Brasilien erstreckt sich von 8 Grad nördlicher Breite bis etwa 33 Grad südlicher Breite und liegt damit in verschiedenen klimatischen Zonen. Während im südlichen Teil des Landes subtropisches Klima überwiegt, wird ein Großteil des Nordens und besonders in der Amazonas Region von tropischem Klima beherrscht. In Teilen des Nordostens findet man Regionen mit Steppenklima und häufigen Dürreperioden. Die Temperaturen schwanken abgesehen vom Süden Brasiliens nur wenig im Jahresverlauf und liegen je nach Region meistens zwischen 27 und 33 Grad. Niederschläge können in der Amazonasregion besonders stark ausfallen. In Manaus fallen fast 2300 mm pro Jahr. Nur von Juli bis September, wenn Trockenzeit herrscht, lässt sich ein Rückgang der Niederschlagsmenge beobachten. Dennoch liegen die Werte zwischen 58 und 88 mm.
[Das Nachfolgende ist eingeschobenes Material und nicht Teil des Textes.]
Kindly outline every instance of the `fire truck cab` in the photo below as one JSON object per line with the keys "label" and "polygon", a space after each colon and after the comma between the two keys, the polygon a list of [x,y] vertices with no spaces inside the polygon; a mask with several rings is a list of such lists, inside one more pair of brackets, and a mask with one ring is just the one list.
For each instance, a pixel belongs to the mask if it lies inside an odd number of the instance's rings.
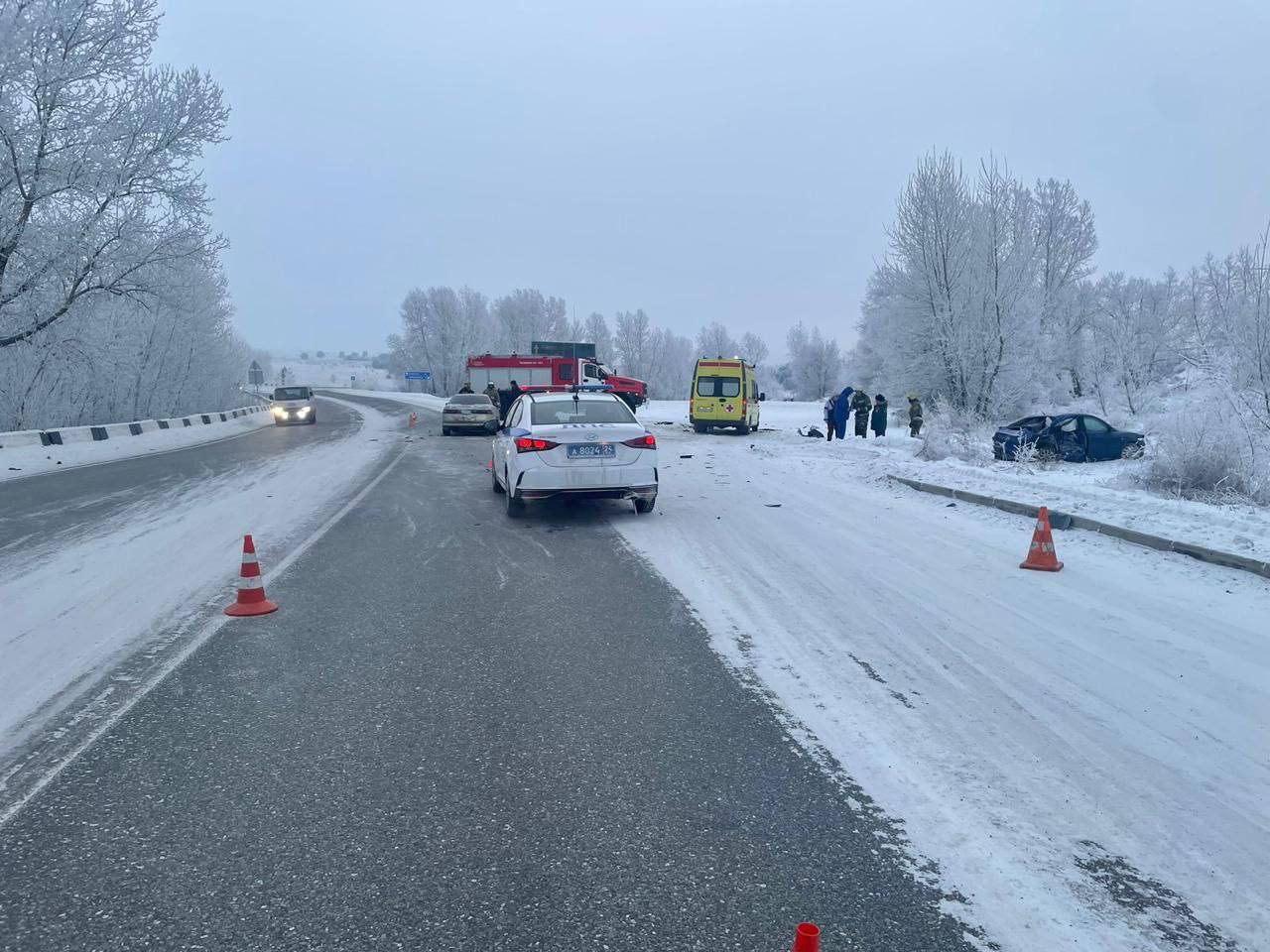
{"label": "fire truck cab", "polygon": [[[644,381],[613,373],[594,355],[480,354],[467,358],[467,381],[476,392],[493,383],[504,404],[512,381],[522,390],[568,390],[573,386],[605,385],[632,410],[648,397],[648,385]],[[507,406],[502,409],[505,411]]]}

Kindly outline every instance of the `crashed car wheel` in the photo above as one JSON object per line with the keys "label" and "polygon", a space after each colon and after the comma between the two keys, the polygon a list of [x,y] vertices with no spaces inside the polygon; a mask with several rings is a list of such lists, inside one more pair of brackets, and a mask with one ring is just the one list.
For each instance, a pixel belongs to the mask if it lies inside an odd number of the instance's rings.
{"label": "crashed car wheel", "polygon": [[[503,473],[503,477],[509,479],[505,472]],[[525,500],[521,499],[516,490],[512,489],[511,482],[507,484],[504,493],[507,494],[507,514],[512,519],[516,519],[525,513]]]}

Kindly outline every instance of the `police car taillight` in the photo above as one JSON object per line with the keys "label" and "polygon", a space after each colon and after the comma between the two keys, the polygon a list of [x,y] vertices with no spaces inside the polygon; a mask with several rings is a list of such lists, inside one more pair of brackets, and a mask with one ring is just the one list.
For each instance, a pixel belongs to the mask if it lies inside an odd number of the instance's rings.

Weiter südlich in den subtropischen Regionen lässt sich ein leichter Temperatur-Jahresgang verzeichnen mit Tageshöchsttemperaturen von um die 20 Grad im Juni und 30 Grad im Januar und Februar in Porto Alegre. Die relative Feuchte liegt jedoch das ganze Jahr bei mindestens 70 Prozent und auch die Niederschläge betragen meist über 100 mm pro Monat.

Beste Reisezeit

Wer Urlaub in den nördlichen Küstenregionen Brasiliens machen möchte, sollte diesen am besten in die Monate Juli bis Dezember legen, denn dann fällt dort am wenigsten Regen. Für die Amazonasregion empfiehlt sich die Zeit Juni bis Oktober. Die beste Zeit, um in den Süden Brasiliens zu reisen, ist von Mai bis September. Dann ist es etwas kühler, allerdings sind auch weniger Sonnenstunden zu erwarten.